Now, before you yell at your phone in a loud, angry, accusatorial manner accusing me of being a hippy-dippy-communist-pinko-anti-business- freak-a-zoid, I have nothing against mass production or efficiency.  I’m just saying it drives out variety.  As a matter of fact, as a dyed in the wool capitalist I recognize that efficiency drives out cost and waste for everyone and for the whole ecosystem – which is a good thing.
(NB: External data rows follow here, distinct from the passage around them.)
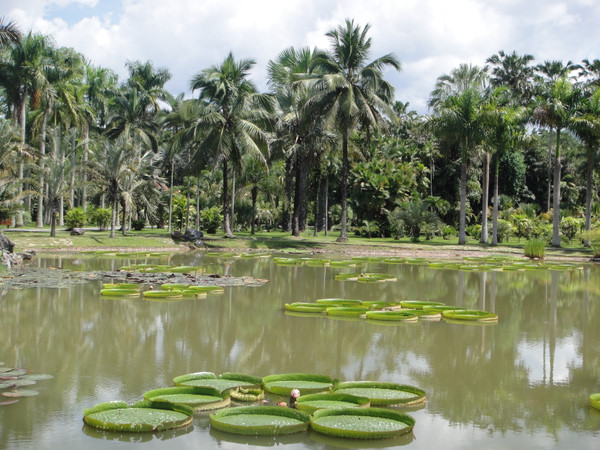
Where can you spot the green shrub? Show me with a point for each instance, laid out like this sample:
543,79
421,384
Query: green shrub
138,224
570,227
100,217
75,218
535,248
505,230
211,219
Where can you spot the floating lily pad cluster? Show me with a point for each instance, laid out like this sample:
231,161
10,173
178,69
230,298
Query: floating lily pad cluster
400,311
16,383
327,406
162,268
167,291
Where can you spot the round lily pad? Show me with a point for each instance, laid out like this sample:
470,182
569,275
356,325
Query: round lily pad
139,417
198,398
312,402
307,383
260,420
247,394
21,393
382,394
394,315
362,423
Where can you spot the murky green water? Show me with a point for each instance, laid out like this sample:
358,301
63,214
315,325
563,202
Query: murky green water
521,383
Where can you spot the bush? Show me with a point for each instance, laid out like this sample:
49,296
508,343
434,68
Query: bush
100,217
211,219
75,218
535,248
570,227
138,224
504,230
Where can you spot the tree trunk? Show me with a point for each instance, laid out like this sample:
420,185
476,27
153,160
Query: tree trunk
170,200
462,232
485,198
40,217
588,196
226,227
345,163
496,199
254,193
286,219
86,138
556,202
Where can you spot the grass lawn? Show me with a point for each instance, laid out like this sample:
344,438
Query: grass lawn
40,240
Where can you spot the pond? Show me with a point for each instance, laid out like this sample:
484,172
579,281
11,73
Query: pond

I won’t go too far down this path, but one of the promises of the new smart technology is that we may be able to get both mass production efficiencies with mas customization personalization.  And that’s cool.

But maybe we have burned in a cultural groove, a love of mass production and a cultural drive to kill off variety in all it’s wonderful forms? This is the metaphor for our world today.  Why are we constantly trying to drive out variety from our world? Why force sameness on everyone and everything in society?

It is in the variety of our world, each specimen having its own strengths that when combined make us wholly strong and less fragile.

There’s nothing evil in being efficient.  The value of mass production is its efficiency.  That efficiency means that there are fewer resources required to produce the end product.  From the production point of view, it’s a win.  It costs less to make and therefore less to sell.  The percentage of your personal resources and the total resources required to acquire it is smaller as well.

Removing the variability is a great saving.

But it make us fragile and specific.

I think the real goal should be the end goal, whether it’s food or society, to have the healthiest most robust population.

Anyhow, that’s my brown rice story.

Sometimes I make beans.  Don’t get me started on beans.